Как свидетельствовал митрополит Антоний (Храповицкий), “уже в 1917 году он [Сергий] мечтал соединить Православную церковную жизнь с подчинением русской земли советской власти…” (“преемственность греха”, Царицын, с. 7).
[12] См. Михаил Васильевич Shkarovskii, “Русская Православная Церковь”, в Эдвард Актон, В. В. Черняев, Уильям Розенберг (ред.), Важным спутником для русской революции 1914-1921, Блумингтон и Индианаполисе: Индиана Юниверсити пресс, 1997, стр. 417; “к 80-letiu Izbrania Св. Патриарха Тихона на Sviashchennom sobore Российской Церкви 1917-18gg.” (К избранию Святейшего Патриарха Тихона на Священном Соборе Русской Церкви, 1917-18 гг.), Суздальские епархиальные ведомости, № 2, ноябрь 1997 г., с. 19.
[13] епископ Григорий (Граббе) писал: “я помню мнения тех, кто его знал и считал карьеристом, и жалобы иерархов на то, что он обещал уйти в отставку вместе с другими членами Синода в знак протеста против Львова, потом передумал и стал главой Синода” (письмо от 23 апреля / 6 мая 1992 г. Николаю Чурилову, церковные новости, апрель 2003 г., стр. 9).

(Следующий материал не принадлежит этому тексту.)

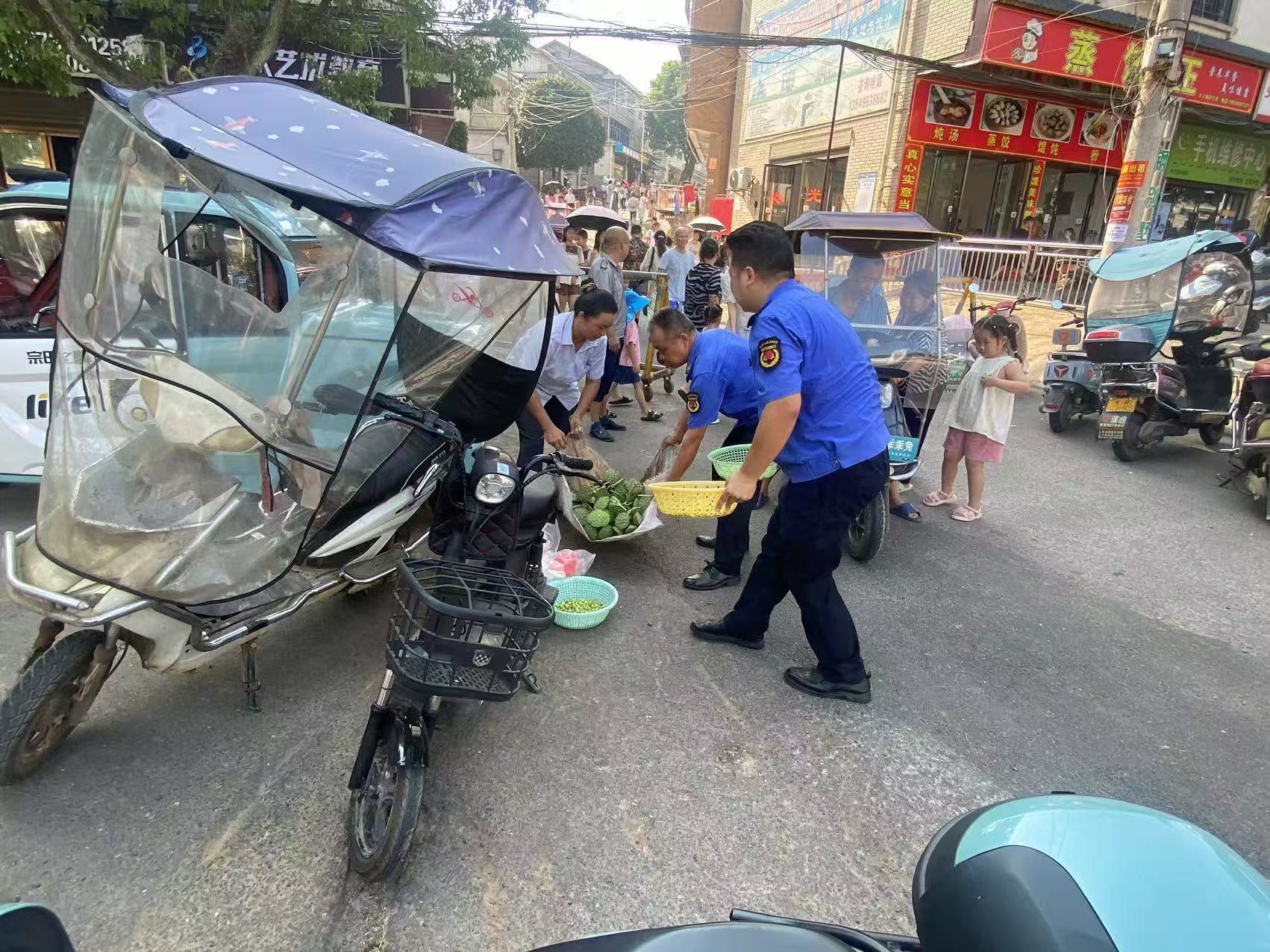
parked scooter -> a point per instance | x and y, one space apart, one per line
213 465
1071 378
464 626
1195 291
1250 425
1045 874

[14] монах Вениамин (Гомаретели), летопись церковных событий православной церкви начала с 1917 года (Хроника церковных событий, начиная с 1917 года), www.zlatoust.ws/letopis.htm, стр. 8 ®.
[15] см. Paryaev, op.cit.
[16] Снычев, “митрополит Сергий и обновленческий раскол” (митрополит Сергий и обновленческий раскол) ®.

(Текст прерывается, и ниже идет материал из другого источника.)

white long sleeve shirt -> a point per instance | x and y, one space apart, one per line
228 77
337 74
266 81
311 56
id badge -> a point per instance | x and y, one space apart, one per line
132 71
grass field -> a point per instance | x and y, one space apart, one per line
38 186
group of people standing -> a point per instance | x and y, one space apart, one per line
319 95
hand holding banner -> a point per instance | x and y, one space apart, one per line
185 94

[17] Епископы-исповедники, Сан-Франциско, 1971, стр. 68, ®Примечание.
[18] Parayev, “истинное Православие и Sergianstvo” (истинное Православие и сергианство), Суздаль Eparkhialnie Уральские Ведомости (Суздальские епархиальные ведомости), сентябрь, 1997 http://catacomb.org.ua/modules.php?name=Pages&go=page&pid=544)
[19] И. М. Концевич, Оптина пустынь и ее время (Оптина пустыня и ее время), Джорданвилл, Нью-Йорк: пресса Свято-Троицкого монастыря, 1971, С. 546®.

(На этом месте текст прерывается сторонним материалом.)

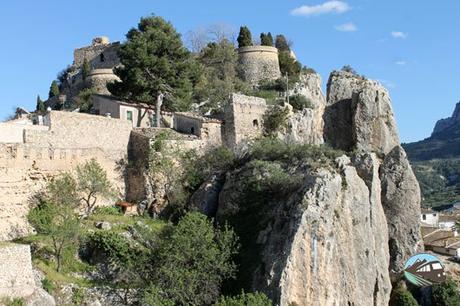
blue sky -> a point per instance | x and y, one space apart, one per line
411 46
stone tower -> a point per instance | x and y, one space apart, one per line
259 63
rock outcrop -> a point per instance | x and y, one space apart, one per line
325 244
447 123
306 126
359 114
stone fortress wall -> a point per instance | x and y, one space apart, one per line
259 63
68 140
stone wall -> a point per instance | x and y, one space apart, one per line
259 63
243 118
72 139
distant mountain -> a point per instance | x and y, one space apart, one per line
436 162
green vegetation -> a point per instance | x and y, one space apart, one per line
154 60
266 39
92 183
54 89
439 181
219 75
83 100
85 69
275 119
300 102
402 297
245 299
244 37
446 294
40 108
281 44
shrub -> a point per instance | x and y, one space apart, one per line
402 297
275 119
108 210
446 294
47 285
300 102
192 260
245 299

[20] За Христа пострадавшие (те, кто пострадал за Христа), Москва, 1997, с. 36®.
[21] д. Поспеловский, Русская Церковь при советской власти, 1917-1982, Нью-Йорк: издательство Свято-Владимирской семинарии, 1984, т. 1, С. 186-187.
[22] Е. Л., ОП. СОЧ., п. 70.
[23] Святитель Иоанн Максимович, Русская Православная Церковь Заграницей. Краткая история, Джорданвилл, Нью-Йорк: Свято-Троицкий монастырь, 1997, стр. 28-29.
[24] Сергий Фомин, страж дома Господня (страж дома Господня), Москва, 2003, с. 262®.
[25] митрополит Мануил Лемешевский, Die Russischen Orthodoxen Bischofe von 1893-1965, Erlangen, 1989.
[26] Алла Дмитриевна “свидетель «издательство» ” (свидетель) в надежда (надежда), объем. 16, Базель-Москва, 1993, 228-230 ®.
[27] Шумило, “советский режим и советская церковь’ в 40-е-50-е годы XX века” (советский режим и «Советская церковь» в 40-50-е годы XX века), http://catacomb.org.ua/modules.php?name=Pages&go=page&pid=678 ®.
[28] М. Е. Губонин, акты Святейшего Патриарха Тихона (деяния Святейшего Патриарха Тихона), Москва, 1994, с. 809, 810 ®.
[29] М. Б. Данилушкин (ред.), История Русской Православной Церкви (История Русской Православной Церкви), Санкт-Петербург: “Воскресение”, 1997, т. I, стр. 297, 520 ®.
[30] Dunlop, “The Moscow patriarchia as an Empire-Saving Institution”, in Michael Bourdeaux, M. E. Sharp (eds.), The Politics of Religion in Russia and the New States of Eurasia, 1995, Armonk, NY, p. 29.
[31] Феликс Корби, “Патриарх и КГБ”, служба новостей Кестона, 21 сентября 2000 года.
[32] Преображенский, КГБ в русской эмиграции (The KGB in the Russian emigration), Нью-Йорк: издательство Liberty, 2006, с. 41 ®.